Frequently asked questions
Judith Tyson: finding finance for manufacturing
Manufacturing is an essential part of many of the national economic strategies in Africa because it offers increases in productivity, opportunities for trade and the creation of waged employment. But, even before the pandemic, private and public financing for the sector was well below what was needed to accelerate growth. Given the challenges to global value chains from the pandemic, this situation is likely to worsen.
Public policy should concentrate on the traditional solution of using development banks to accelerate growth. This could include bolstering the capital available to both regional and national development banks, and ring-fencing funds dedicated to manufacturing. It also means closer coordination between infrastructure investments and manufacturing needs – especially for transport networks and cheap and reliable power.
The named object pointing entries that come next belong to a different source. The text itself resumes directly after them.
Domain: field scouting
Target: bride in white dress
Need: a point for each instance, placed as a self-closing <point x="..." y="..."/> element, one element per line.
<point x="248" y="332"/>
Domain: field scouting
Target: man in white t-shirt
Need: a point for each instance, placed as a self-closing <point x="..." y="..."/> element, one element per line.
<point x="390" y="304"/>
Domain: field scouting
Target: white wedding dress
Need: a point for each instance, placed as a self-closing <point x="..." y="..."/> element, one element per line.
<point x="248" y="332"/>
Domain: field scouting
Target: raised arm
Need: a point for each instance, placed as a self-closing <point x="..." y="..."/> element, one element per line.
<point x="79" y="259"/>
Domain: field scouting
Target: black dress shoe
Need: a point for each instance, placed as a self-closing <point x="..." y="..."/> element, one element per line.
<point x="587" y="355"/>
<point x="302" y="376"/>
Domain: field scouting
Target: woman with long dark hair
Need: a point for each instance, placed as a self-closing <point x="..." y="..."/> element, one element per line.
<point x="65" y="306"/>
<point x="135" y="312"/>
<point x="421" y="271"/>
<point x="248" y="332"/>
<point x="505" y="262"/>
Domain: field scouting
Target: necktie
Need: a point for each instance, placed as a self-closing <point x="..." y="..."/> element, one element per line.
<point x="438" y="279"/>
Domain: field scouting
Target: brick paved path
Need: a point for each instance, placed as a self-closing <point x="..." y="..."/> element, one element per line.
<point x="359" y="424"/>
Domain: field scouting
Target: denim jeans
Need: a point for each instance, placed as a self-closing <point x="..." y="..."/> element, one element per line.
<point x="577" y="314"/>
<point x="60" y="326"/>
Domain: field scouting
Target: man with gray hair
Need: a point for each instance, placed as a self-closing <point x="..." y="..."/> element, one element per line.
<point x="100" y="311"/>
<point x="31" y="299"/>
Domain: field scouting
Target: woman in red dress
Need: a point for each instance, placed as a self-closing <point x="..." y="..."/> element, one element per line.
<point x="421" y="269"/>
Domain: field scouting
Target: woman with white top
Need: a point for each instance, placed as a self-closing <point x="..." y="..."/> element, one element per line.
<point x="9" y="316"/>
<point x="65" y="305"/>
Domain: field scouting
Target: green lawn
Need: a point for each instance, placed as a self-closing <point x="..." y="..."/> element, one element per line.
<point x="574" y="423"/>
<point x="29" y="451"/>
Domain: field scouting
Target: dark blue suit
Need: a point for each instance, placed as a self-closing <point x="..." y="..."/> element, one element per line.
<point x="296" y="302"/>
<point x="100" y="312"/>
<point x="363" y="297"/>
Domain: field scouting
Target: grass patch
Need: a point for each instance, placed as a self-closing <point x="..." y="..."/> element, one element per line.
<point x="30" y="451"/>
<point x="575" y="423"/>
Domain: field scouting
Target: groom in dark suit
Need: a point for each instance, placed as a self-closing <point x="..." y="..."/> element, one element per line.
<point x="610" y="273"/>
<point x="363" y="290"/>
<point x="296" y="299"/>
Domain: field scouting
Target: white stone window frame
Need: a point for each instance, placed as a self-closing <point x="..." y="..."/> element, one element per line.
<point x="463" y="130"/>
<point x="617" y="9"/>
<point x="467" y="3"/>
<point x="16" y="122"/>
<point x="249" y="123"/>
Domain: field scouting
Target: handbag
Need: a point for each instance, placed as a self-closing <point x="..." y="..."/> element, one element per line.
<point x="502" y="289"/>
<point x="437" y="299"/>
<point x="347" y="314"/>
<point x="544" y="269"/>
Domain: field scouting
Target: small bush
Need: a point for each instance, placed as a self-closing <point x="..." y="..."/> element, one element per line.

International financial institutions (IFIs) with a mandate to invest in the private sector need to bolster their engagement in manufacturing. Successful approaches have included ‘catalyst funds’ by the UK’s development finance institution – CDC Group – who are investing in agricultural processing and manufacturing in low-income countries (LICs). The African Development Bank are also supporting the development of agricultural processing in northern Nigeria through targeted investments in otherwise underfunded links in the value chain, such as storage and specialist trucks.
There is also an opportunity to support private finance, such as through private equity funds and sovereign wealth funds. Again, there have already been a number of success stories. For example, the Zambian agricultural industry has been bolstered by investments from private equity and special economic zones. Tanzania has also benefited from investment from sovereign wealth funds from the Middle East. Further support for such investments could be a key source of private capital for the sector during the Covid-19 recovery.